According to the latest research, the qsort(…) (ANSI C) and std::sort(…) (ISO/IEC 14882(E)) functions are no longer the fastest implementations of the famous quicksort algorithm. Its performance significantly degrades while using it for the big-data sorting. To benefit in sorting of the big-data, we obviously need a different approach that allows to increase the overall performance of the the classical quicksort over its known shortcomings and limitations.

**Note**: Read the original article An Efficient Parallel Three-Way Quicksort Using Intel C++ Compiler And OpenMP 4.5 Library at Intel® Developer Zone.

## Introduction

*"Sorting plays a major role in commercial data processing and in modern scientific computing.
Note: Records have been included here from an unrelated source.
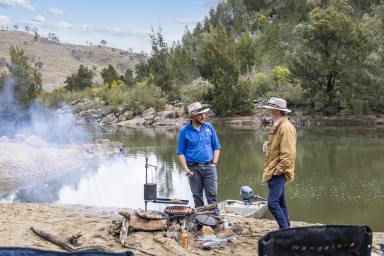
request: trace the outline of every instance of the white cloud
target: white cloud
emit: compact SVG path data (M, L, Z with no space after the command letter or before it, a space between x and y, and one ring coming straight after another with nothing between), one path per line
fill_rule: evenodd
M184 25L195 25L199 20L195 18L176 18L175 22Z
M8 18L7 16L0 15L0 25L6 25L11 23L11 19Z
M0 0L0 6L2 7L21 7L29 11L33 11L33 7L28 0Z
M132 29L121 29L118 27L114 28L105 28L105 27L91 27L87 24L81 25L81 31L87 33L95 34L105 34L112 36L145 36L148 37L149 31L143 30L132 30Z
M44 23L45 22L45 18L41 15L37 15L35 18L32 19L34 22L37 22L37 23Z
M60 29L70 29L72 27L72 24L66 21L62 21L57 23L56 27Z
M59 8L56 8L56 7L49 8L48 12L50 14L58 15L58 16L64 15L64 11L62 11Z

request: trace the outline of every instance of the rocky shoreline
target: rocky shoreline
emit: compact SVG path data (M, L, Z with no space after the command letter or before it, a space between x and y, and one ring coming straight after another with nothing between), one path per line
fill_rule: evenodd
M72 102L60 111L73 111L81 124L101 126L150 126L150 127L181 127L188 121L183 107L166 105L164 109L156 111L148 108L142 113L120 109L108 111L105 107L92 108L92 101L84 99ZM85 109L85 110L84 110ZM209 120L225 126L259 127L268 125L272 120L265 114L261 106L256 106L254 114L248 116L215 117L210 113ZM384 126L384 114L364 116L321 116L303 115L300 111L293 111L289 115L291 122L298 127L315 126Z

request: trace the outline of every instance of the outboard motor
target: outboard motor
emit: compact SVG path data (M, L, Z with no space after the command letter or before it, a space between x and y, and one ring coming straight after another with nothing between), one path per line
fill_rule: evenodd
M240 197L243 199L245 204L251 204L252 201L255 199L255 194L253 193L253 190L248 186L242 186L240 188Z

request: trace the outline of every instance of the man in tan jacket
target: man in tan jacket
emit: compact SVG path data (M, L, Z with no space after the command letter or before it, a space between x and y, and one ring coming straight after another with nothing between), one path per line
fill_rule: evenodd
M275 217L279 228L289 228L288 209L285 202L284 187L292 181L296 160L296 129L286 116L291 111L287 102L272 97L263 108L269 109L274 121L269 131L268 141L263 149L266 151L263 182L268 182L268 208Z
Indeed, a sorting algorithm was named as one of the top ten algorithms for science and engineering of the 20th century", - *

*Robert Sedgewick, Kevin Wayne, "Algorithms 4*^{th} Edition".
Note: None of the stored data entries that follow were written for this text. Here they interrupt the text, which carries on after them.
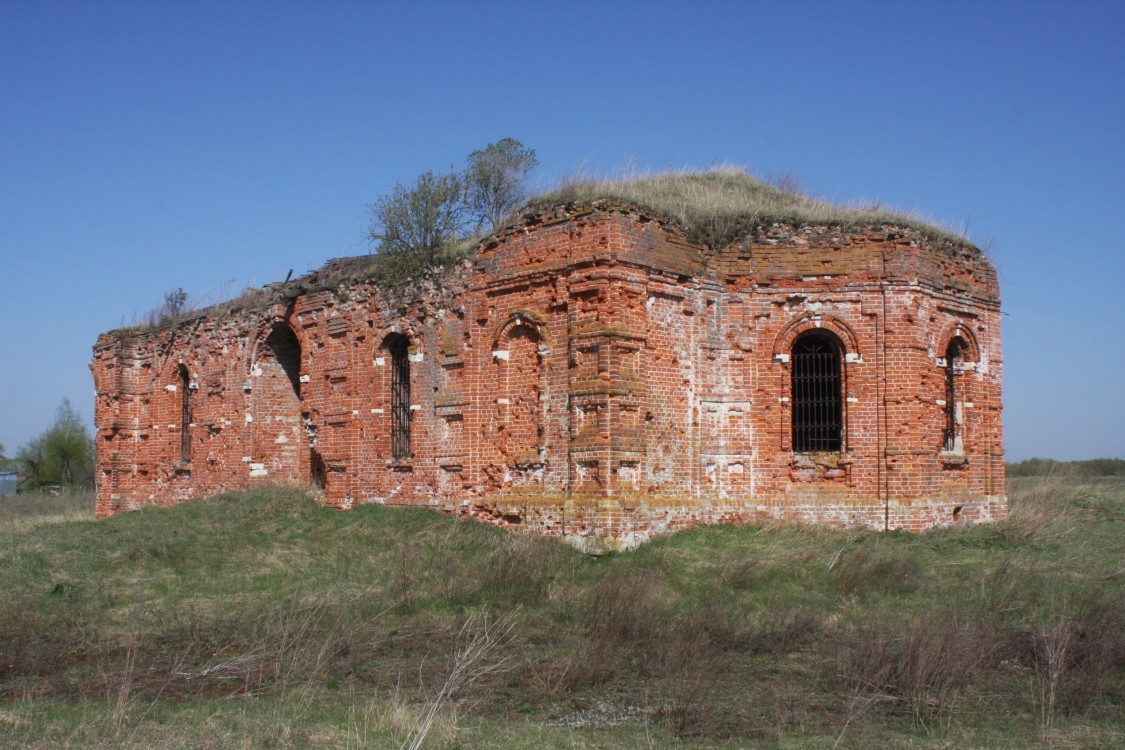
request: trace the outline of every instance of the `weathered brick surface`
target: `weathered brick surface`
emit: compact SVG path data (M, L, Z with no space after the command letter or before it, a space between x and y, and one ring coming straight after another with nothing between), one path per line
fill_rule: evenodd
M98 340L99 516L283 482L601 549L697 523L920 530L1007 512L999 297L975 250L771 225L710 252L602 205L526 218L440 288L312 283L334 270L265 309ZM809 330L841 348L838 452L792 450L789 354ZM953 337L967 351L945 451Z

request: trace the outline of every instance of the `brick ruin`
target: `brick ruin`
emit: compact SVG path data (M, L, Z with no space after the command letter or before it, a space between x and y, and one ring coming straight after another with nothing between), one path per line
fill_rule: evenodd
M102 335L97 515L285 483L596 552L1007 513L999 291L967 244L771 222L712 251L595 201L436 280L387 288L370 262Z

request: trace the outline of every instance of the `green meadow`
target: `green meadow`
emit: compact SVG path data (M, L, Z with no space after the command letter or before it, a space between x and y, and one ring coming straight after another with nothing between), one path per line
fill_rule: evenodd
M263 489L0 498L0 746L1125 747L1125 478L603 557Z

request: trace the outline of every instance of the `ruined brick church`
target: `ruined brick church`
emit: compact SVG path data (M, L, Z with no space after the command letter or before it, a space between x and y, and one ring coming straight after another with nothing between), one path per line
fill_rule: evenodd
M97 515L262 483L590 551L693 524L1007 513L995 269L909 222L540 204L404 286L329 262L102 335Z

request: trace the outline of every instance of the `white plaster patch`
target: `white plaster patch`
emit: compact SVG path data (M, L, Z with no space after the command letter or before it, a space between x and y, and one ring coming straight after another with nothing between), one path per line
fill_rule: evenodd
M274 440L274 442L275 442L275 443L279 443L279 444L283 444L283 443L288 443L288 442L289 442L289 436L288 436L288 435L286 435L286 434L285 434L285 433L283 432L283 433L281 433L280 435L278 435L278 436L277 436L277 439L276 439L276 440Z
M387 360L383 357L376 357L375 358L375 366L376 367L386 367L387 366Z
M307 382L309 382L309 376L308 375L302 375L300 378L298 378L298 380L300 380L302 383L307 383Z
M498 399L496 399L496 403L498 403L498 404L509 404L511 402L506 398L498 398Z
M410 405L410 411L420 411L421 408L422 408L421 404L411 404Z
M253 414L247 414L246 415L246 421L247 422L253 422L254 421L254 415Z
M410 356L408 357L408 359L409 359L409 360L410 360L411 362L421 362L421 361L422 361L422 352L418 352L417 354L411 354L411 355L410 355Z
M175 385L166 385L166 386L164 386L164 390L169 391L171 393L175 393L176 392L176 386Z
M789 361L789 355L788 354L775 354L775 355L773 355L773 361L777 362L778 364L783 365L783 364L785 364L786 362Z
M862 362L863 358L859 356L859 352L848 352L844 355L845 362Z
M372 413L372 414L382 414L382 413L383 413L383 410L382 410L382 409L372 409L372 410L371 410L371 413Z
M493 359L505 359L506 360L508 358L508 350L507 349L497 349L496 351L492 352L492 358Z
In this article, I’d like to introduce the modern code in C++11, implementing the parallel three-way quicksort, which is asymptotically faster and more efficient than the famous heapsort and mergesort algorithms. Also, the parallel code, discussed in this article, provides more performance speed-up compared to the existing implementations of the fast quicksort, such as `qsort(…)`

(ANSI C) and `std::sort(…)`

(ISO/IEC 14882(E)). Specifically, I will look into the three-way quicksort algorithm and its complexity. Also, I will thoroughly discuss how to deliver the modern code, using Intel C++ Compiler and OpenMP 4.5 library, that runs the sort in parallel. I will explain how to use the OpenMP’s concurrent tasks to parallelize the recursive sub-sorts, drastically improving the overall performance. Finally, I will introduce a sample program that demonstrates the parallel sort, running it on the machine with symmetric multi-core Intel CPUs, such as Intel® Core™ i9 and Intel® Xeon™ E5, and, at the same time, evaluate its performance compared to the sort performed by `std::sort(…)`

, implemented as a part of the C++ Standard Library.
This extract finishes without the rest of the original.